So, tell me, where do I have to move to pick up a classier type of ailment, something exotic with more than one accusatory syllable?
I woke up three weeks ago with my right knee swollen to the size of the Greek national debt and MFW (My first Wife of 40 odd years) took one look before snorting: “It’s gout. It’s from booze.”
Now see here, Doctor Ooze, I’ve had gout before and it appears briefly in my left toe caused by my classy consumption of rich traditional French cuisine like poutine on a stick and has nothing to do with booze.
“Yup, it’s gout,” said the doctor when I presented myself to a local clinic two days later with my leg so stiff that half the population of the Middle East tripped over me in the waiting room. “Take a whole bunch of pills, quit drinking and let’s do a whole series of embarrassing tests to find something more exotic for my memoires.”
This is the third attack of that lame ailment since I was first diagnosed back in the 00s and I’m getting weary of these reminders showing up every few years to offer the ridiculous suggestion that I may not be biologically perfect.
“By the way, what’s the matter with you, anyway?”, the doc asked.
No, you tell me—you’re the physician I assume belongs to the Porsche I hobbled by in the parking lot.
“What I mean is,” said the medic as she scanned the sheet I had dutifully filled out before being admitted to her frigid inner sanctum, “you don’t seem to like doctors very much.”
Based on the evidence, you could see where she might reach that conclusion.
I had been to see a doctor only four times in the last 50 years, in 1972, 1984, 2006 and 2012, and the 1984 event doesn’t count as a burden on medicare because that was for a vasectomy to prevent the conception of future burdens.
It’s not so much that I don’t like doctors as the people they hang out with, who are, like, sick and stuff.
Plus, when I got into the journalism business, an insurance buddy told me the rigours of my trade meant I would likely be dead by 40 anyway and so who needs medics to screw that up by suggesting I quit drinking, smoking, coffee and pizza to drag around this mortal coil till I was maybe 41.
At any rate, this latest outbreak didn’t stay boring for very long. After a week of gout pills, nothing got better and my disposition got a lot worse because I couldn’t drink on the medication.
A return visit to the clinic prompted a second opinion from another medic who claimed it wasn’t gout, but rather osteo-arthritis. He said the cure was all about physio-therapy involving much flexing of the joint to increase muscle strength. I felt like John Cleese in Python’s dead parrot sketch—it was patently obvious I couldn’t bend my leg if Raquel Welch herself turned up with a tow truck to offer me Kama Sutra lessons.
So he gave me some more gout pills and sent me off for a blood test without allowing me any time to study for it.
The lab technician jabbed me enough times for the CSI gang to determine this might be a crime of passion (I have low blood pressure and Dracula would require a sump pump for even a low-cal lunch.)
Long story short, I’m still waiting for the test results and filling in the time doing absolutely nothing except marking off on the calendar the number of days it has been since I’ve had a beer.

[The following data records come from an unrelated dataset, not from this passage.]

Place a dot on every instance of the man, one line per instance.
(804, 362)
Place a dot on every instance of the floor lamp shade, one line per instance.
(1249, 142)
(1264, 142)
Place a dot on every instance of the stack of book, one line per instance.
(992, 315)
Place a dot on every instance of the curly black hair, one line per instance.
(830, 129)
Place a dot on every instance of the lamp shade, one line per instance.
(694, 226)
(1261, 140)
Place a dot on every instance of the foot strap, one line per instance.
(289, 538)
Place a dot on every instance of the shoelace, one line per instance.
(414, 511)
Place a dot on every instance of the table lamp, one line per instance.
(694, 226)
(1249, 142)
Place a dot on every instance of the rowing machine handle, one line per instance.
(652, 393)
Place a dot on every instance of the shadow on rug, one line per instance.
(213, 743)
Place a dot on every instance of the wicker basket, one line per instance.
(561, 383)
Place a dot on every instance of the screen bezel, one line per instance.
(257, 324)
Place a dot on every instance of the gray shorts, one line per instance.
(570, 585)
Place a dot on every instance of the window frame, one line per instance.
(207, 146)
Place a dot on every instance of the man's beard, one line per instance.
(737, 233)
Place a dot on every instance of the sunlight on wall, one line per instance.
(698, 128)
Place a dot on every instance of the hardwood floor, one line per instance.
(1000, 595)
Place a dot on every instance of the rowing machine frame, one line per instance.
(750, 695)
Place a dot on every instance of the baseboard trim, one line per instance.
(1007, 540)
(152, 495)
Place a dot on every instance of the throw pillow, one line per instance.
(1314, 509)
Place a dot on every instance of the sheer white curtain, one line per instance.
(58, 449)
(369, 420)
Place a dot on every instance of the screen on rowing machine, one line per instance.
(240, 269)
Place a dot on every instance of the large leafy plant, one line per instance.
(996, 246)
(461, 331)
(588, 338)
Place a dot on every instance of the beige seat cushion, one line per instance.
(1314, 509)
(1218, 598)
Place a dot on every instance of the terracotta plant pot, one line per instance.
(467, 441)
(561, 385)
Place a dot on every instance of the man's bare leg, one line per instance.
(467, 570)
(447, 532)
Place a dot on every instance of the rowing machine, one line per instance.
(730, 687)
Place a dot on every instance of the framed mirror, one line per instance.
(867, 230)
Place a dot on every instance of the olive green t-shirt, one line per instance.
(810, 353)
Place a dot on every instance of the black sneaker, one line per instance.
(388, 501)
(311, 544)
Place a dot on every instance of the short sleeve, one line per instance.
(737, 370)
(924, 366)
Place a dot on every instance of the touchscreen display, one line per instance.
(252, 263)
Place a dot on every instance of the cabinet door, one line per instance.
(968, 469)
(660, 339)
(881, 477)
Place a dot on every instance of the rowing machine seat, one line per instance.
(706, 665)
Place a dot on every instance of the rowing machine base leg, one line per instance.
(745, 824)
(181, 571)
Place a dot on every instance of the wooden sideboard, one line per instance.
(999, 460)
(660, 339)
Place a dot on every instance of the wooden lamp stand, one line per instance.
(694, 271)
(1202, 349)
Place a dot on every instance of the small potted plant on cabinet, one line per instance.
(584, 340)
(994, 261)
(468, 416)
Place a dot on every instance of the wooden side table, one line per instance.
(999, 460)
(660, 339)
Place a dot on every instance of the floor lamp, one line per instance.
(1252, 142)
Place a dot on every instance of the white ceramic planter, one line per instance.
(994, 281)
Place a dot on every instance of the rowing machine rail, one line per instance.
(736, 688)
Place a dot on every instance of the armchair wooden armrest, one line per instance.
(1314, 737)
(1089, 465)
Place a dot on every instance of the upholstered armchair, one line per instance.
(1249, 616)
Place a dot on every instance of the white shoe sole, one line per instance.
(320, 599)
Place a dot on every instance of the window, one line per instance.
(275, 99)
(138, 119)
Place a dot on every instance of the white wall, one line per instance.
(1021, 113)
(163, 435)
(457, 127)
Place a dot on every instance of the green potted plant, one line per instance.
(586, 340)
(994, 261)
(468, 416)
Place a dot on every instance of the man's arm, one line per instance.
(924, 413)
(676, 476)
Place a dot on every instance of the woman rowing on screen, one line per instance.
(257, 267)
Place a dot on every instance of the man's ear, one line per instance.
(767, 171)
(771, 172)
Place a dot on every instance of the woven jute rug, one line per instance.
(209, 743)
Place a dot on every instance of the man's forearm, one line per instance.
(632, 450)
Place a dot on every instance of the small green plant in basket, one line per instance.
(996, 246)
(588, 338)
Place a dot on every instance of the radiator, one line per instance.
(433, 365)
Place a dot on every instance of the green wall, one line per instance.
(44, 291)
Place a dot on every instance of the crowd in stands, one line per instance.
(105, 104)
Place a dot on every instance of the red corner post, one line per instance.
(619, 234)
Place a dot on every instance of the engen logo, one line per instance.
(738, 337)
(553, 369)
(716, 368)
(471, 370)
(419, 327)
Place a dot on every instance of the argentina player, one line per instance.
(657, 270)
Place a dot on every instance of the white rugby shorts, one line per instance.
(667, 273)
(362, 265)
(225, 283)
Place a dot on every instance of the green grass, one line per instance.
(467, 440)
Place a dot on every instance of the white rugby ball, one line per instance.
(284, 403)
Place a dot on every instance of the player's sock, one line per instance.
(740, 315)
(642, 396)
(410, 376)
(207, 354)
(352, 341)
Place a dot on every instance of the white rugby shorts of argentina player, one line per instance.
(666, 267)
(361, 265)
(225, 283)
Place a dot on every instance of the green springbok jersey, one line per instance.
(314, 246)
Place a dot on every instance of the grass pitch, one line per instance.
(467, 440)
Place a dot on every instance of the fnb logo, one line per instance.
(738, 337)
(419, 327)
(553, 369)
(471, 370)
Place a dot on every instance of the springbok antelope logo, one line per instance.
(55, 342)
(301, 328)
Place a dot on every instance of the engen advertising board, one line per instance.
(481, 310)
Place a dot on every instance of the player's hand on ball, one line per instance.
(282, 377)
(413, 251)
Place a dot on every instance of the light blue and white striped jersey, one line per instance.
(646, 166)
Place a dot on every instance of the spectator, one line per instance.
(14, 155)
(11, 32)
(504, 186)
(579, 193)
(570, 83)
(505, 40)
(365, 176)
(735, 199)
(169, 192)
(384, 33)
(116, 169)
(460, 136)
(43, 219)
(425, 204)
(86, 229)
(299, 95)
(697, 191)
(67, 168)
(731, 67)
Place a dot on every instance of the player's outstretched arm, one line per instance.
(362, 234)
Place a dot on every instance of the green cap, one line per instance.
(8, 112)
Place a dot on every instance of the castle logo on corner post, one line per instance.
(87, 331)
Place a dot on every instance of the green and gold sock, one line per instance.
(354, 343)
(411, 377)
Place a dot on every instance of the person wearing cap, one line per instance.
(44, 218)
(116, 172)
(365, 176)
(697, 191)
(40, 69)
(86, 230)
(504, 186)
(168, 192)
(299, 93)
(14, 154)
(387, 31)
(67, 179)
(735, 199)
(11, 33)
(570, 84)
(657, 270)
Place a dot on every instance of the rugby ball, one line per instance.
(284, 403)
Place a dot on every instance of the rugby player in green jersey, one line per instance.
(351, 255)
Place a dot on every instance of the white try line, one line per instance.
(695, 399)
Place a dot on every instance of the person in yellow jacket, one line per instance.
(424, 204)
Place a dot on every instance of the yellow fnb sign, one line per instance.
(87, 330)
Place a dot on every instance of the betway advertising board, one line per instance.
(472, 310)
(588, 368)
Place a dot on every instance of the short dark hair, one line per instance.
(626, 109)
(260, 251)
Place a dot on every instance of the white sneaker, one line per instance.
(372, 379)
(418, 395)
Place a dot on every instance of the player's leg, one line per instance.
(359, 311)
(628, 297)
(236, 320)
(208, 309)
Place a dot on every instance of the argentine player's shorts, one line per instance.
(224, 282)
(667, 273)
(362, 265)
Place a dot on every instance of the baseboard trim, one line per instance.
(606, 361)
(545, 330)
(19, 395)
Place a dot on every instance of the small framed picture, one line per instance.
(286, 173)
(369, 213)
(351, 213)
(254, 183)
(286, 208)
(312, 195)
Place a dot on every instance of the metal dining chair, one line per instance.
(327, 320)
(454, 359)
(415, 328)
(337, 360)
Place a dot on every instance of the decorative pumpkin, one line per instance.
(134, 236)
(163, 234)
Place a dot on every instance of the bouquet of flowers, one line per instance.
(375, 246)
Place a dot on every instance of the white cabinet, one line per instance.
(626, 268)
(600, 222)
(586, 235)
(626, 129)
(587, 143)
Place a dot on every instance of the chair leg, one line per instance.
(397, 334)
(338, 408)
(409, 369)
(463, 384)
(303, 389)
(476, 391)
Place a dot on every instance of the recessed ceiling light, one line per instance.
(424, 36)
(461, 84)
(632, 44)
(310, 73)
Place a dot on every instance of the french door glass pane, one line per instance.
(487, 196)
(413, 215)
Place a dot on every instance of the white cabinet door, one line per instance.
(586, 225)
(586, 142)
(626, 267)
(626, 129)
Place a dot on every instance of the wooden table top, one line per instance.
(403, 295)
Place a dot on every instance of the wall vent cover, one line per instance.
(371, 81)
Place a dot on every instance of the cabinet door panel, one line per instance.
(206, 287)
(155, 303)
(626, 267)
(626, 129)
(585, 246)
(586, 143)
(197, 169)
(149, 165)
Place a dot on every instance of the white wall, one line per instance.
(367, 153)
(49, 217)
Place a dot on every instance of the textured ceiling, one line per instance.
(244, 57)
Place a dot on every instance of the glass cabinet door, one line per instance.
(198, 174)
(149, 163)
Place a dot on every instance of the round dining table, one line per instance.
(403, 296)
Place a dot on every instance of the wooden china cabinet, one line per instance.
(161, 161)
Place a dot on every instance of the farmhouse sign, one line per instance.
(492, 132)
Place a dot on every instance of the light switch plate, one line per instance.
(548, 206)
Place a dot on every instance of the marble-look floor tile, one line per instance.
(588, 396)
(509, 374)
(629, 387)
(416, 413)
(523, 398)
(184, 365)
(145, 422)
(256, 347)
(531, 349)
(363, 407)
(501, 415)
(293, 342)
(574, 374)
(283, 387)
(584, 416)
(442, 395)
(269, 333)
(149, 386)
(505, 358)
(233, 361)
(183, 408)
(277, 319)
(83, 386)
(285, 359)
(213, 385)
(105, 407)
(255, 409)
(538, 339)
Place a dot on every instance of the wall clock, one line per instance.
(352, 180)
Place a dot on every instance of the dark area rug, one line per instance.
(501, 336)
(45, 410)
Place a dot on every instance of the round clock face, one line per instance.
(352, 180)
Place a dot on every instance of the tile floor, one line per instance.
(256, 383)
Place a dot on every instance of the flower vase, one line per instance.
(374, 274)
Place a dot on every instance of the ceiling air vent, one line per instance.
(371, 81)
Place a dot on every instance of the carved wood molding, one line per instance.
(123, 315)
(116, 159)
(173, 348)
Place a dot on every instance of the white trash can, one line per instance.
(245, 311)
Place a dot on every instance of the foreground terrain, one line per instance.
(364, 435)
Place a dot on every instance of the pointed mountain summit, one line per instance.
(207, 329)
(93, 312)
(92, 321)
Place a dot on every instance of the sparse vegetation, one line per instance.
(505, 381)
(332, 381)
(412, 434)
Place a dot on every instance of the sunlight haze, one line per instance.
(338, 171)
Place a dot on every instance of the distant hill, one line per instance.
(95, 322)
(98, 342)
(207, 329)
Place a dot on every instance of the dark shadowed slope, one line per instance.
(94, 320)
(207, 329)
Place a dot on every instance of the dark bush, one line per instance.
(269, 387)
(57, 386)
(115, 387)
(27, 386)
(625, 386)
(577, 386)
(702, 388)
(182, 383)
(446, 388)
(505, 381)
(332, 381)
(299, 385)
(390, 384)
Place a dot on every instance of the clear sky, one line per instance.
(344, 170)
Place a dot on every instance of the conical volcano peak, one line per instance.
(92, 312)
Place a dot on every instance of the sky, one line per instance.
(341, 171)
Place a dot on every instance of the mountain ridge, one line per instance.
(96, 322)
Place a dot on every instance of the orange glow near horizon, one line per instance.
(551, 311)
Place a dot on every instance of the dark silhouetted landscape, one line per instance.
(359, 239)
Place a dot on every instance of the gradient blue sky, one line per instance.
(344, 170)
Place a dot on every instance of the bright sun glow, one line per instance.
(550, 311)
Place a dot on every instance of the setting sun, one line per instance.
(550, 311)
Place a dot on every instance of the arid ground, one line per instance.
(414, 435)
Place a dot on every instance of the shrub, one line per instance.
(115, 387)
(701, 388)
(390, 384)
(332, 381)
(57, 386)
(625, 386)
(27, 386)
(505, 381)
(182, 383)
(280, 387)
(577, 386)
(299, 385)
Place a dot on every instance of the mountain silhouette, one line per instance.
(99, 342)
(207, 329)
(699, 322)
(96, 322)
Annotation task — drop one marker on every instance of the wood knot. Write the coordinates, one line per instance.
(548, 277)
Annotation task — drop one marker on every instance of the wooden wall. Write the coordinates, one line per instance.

No one has heard from me through social media because I couldn’t get my legs under the laptop desk until today (I’m sitting here with a bag of frozen peas strapped to my knee with my foot propped up on an old dictionary.) This milestone still doesn’t represent any cure and I’ll be back in the clinic for more voodoo science next week.
On the plus side, my family is taking good care of me. For the first time in decades, they hold the door open when I take out the garbage propped up on my new cane and have cushions placed strategically around the kitchen should I fall over while doing the dishes.
Now, I know there are a lot of you out there concerned that I haven’t written a word for weeks and the unbending joint hasn’t been the only impediment.
The medication I’m taking is an anti-inflammatory. Since I can’t write anything inflammatory or equally grump, what the hell is left already?!